In 2008, Bloomberg Businessweek’s Joshua Green (then at the Atlantic) revealed a series of memos Penn wrote during the 2008 presidential campaign, suggesting to his candidate Hillary Clinton, among other things, that she could undermine voters’ trust in Barack Obama by digging into his roots.


“All of these articles about his boyhood in Indonesia and his life in Hawaii are geared towards showing his background is diverse, multicultural and putting that in a new light,” Penn wrote. “It also exposes a very strong weakness for him—his roots to basic American values and culture are at best limited. I cannot imagine America electing a president during a time of war who is not at his center fundamentally American in his thinking and in his values.”


Ultimately, Clinton ignored Penn’s advice. Ballmer, on the other hand, appears to be less squeamish about going negative on Bing’s rival. The Scroogled campaign comes on the heels of a number of other ads by Microsoft (predating Penn’s arrival) that needle Google, including this and this.
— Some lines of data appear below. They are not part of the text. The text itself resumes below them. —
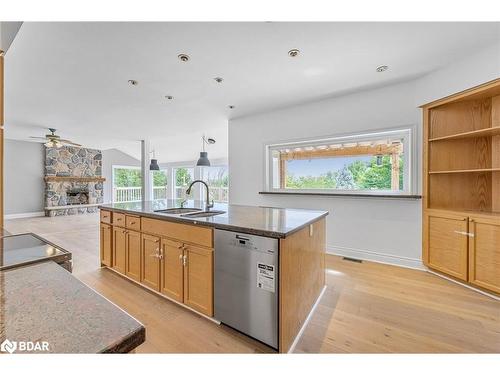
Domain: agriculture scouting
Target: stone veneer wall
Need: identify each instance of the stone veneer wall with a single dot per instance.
(70, 161)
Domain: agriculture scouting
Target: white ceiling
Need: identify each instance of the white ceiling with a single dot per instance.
(73, 76)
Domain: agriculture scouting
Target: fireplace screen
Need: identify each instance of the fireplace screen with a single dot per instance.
(77, 196)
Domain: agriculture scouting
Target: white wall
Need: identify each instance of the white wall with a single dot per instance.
(23, 178)
(368, 228)
(114, 157)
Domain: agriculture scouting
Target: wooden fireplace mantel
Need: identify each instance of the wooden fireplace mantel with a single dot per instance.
(73, 179)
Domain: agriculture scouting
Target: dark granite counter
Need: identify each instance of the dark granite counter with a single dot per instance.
(263, 221)
(45, 303)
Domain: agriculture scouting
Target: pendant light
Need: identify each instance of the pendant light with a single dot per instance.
(153, 166)
(203, 160)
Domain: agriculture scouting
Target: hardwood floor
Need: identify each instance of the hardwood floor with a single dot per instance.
(367, 307)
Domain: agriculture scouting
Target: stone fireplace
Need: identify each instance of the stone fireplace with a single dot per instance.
(73, 180)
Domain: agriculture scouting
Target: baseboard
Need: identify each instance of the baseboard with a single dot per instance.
(24, 215)
(374, 256)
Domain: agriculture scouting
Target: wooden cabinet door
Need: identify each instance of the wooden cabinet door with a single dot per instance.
(446, 244)
(150, 258)
(119, 249)
(172, 269)
(133, 258)
(198, 279)
(484, 253)
(106, 242)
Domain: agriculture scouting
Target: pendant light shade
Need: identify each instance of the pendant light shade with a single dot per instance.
(153, 166)
(203, 160)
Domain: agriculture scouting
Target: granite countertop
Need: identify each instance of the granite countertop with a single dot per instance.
(263, 221)
(44, 302)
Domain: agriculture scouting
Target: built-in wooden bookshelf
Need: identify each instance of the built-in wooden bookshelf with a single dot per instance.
(461, 186)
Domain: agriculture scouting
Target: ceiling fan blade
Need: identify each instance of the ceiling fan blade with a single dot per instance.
(68, 142)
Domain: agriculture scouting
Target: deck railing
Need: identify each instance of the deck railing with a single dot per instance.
(134, 194)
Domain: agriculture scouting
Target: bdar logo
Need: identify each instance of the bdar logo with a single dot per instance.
(8, 346)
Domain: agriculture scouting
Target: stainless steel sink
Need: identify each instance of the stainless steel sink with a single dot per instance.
(204, 213)
(178, 210)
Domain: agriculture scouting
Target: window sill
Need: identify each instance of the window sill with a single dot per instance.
(349, 195)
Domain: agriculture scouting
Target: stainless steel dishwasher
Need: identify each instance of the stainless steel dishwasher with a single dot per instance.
(246, 284)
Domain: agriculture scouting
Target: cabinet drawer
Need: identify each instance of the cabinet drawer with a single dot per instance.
(182, 232)
(133, 222)
(106, 217)
(118, 219)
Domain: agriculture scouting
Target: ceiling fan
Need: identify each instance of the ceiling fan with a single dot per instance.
(53, 140)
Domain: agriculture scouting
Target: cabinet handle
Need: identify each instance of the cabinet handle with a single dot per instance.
(464, 233)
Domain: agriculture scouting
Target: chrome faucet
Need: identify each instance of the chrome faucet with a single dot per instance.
(208, 205)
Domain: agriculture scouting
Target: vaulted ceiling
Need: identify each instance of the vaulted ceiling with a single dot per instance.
(74, 76)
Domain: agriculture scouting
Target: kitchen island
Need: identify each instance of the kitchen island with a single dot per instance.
(172, 253)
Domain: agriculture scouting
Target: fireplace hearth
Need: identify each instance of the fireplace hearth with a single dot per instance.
(77, 196)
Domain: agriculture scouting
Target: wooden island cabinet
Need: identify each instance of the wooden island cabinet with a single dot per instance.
(175, 258)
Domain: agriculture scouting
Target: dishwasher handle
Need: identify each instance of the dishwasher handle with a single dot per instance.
(240, 237)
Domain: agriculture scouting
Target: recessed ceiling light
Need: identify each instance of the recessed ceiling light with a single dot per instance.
(183, 57)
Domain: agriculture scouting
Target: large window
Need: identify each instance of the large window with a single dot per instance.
(375, 163)
(218, 180)
(127, 184)
(160, 184)
(182, 177)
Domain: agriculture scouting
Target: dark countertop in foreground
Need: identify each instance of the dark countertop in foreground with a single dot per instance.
(263, 221)
(44, 302)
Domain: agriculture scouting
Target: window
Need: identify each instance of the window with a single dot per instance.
(182, 177)
(159, 184)
(218, 180)
(127, 184)
(372, 163)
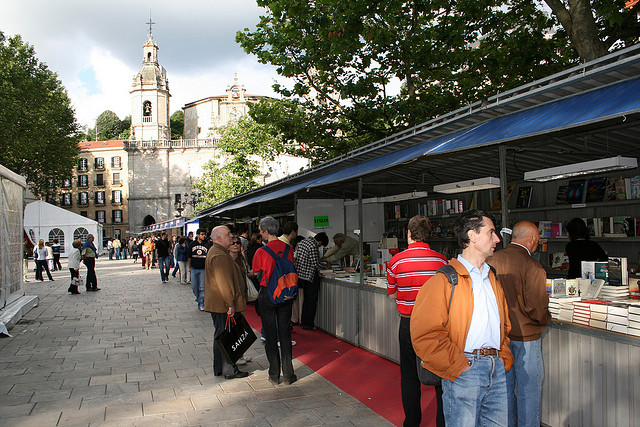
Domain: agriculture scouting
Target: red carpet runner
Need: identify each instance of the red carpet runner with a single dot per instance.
(372, 380)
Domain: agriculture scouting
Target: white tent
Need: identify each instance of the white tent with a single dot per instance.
(45, 221)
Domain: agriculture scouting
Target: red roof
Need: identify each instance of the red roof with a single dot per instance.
(93, 145)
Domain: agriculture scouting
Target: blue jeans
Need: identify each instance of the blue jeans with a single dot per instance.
(197, 285)
(524, 383)
(164, 262)
(478, 397)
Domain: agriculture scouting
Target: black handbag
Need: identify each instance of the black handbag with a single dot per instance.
(236, 338)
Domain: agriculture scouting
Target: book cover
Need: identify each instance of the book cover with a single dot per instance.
(634, 183)
(576, 191)
(596, 189)
(561, 197)
(524, 197)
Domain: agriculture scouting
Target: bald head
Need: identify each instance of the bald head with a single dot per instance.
(526, 234)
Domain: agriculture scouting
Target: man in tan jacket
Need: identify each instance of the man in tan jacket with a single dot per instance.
(223, 294)
(466, 342)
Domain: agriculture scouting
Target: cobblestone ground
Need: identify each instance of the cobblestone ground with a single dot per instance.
(139, 352)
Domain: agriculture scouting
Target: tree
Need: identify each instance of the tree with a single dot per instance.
(109, 126)
(177, 124)
(37, 123)
(242, 142)
(595, 26)
(345, 58)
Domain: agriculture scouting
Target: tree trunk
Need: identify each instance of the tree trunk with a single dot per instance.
(580, 25)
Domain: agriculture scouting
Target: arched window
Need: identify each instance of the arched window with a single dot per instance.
(57, 234)
(148, 220)
(81, 233)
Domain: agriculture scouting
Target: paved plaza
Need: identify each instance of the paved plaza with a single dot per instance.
(139, 352)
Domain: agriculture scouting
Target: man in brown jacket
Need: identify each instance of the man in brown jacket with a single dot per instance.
(466, 342)
(223, 294)
(524, 282)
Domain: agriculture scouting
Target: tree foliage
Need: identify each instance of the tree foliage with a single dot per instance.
(347, 58)
(177, 124)
(235, 171)
(595, 26)
(37, 123)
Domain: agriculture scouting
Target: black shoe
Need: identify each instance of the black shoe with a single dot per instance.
(289, 381)
(238, 374)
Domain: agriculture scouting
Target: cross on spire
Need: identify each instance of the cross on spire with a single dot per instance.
(150, 24)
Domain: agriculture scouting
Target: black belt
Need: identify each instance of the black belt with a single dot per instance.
(484, 352)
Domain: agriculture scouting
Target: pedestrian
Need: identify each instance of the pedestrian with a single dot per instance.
(524, 282)
(40, 256)
(182, 259)
(466, 342)
(408, 271)
(197, 254)
(89, 256)
(223, 295)
(74, 266)
(56, 255)
(163, 248)
(307, 265)
(110, 249)
(275, 317)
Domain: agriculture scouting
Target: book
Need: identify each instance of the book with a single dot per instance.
(524, 197)
(596, 189)
(561, 197)
(576, 191)
(618, 273)
(634, 184)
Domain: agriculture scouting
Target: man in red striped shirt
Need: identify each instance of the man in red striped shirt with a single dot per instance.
(406, 274)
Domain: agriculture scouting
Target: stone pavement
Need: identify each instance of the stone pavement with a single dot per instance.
(139, 352)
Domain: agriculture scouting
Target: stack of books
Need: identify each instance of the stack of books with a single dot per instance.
(614, 292)
(634, 320)
(598, 315)
(618, 318)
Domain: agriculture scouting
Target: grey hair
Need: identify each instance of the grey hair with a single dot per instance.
(270, 225)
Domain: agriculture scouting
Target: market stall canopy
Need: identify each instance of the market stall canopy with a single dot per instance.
(588, 112)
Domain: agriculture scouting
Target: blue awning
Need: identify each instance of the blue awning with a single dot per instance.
(578, 110)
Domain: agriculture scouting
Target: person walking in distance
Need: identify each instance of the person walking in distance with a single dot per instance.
(524, 282)
(408, 271)
(89, 255)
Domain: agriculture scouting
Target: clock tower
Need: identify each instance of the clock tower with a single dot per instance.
(150, 97)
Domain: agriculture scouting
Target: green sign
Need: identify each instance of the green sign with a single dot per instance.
(321, 221)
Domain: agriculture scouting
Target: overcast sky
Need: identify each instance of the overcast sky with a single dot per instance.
(95, 46)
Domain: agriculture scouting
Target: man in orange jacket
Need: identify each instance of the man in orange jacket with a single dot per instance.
(466, 342)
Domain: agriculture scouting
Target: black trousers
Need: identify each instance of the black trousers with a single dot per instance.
(310, 302)
(409, 382)
(92, 280)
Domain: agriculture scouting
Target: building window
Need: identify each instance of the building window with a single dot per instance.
(80, 233)
(57, 234)
(116, 216)
(100, 163)
(99, 198)
(65, 199)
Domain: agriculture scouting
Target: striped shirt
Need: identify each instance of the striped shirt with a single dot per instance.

Going negative, whether in politics or business, often triggers a backlash. And sure enough, the Scroogled site quickly drew critics. On Search Engine Land, influential blogger Danny Sullivan pounced. “Great campaign, if it were true,” Sullivan wrote. “It’s not. Bing itself does the same things it accuses Google of.”


Nichols disagrees, and says his marketing team will continue to try to educate the public on the differences between Google and Bing. In other words, expect more attack ads to follow.


“Most of the tests that we’ve ever done have shown that when we draw stark distinctions between what we offer and what Google offers, that it’s often news to people,” Nichols says. “At the same time, they value that we are educating them about the options.”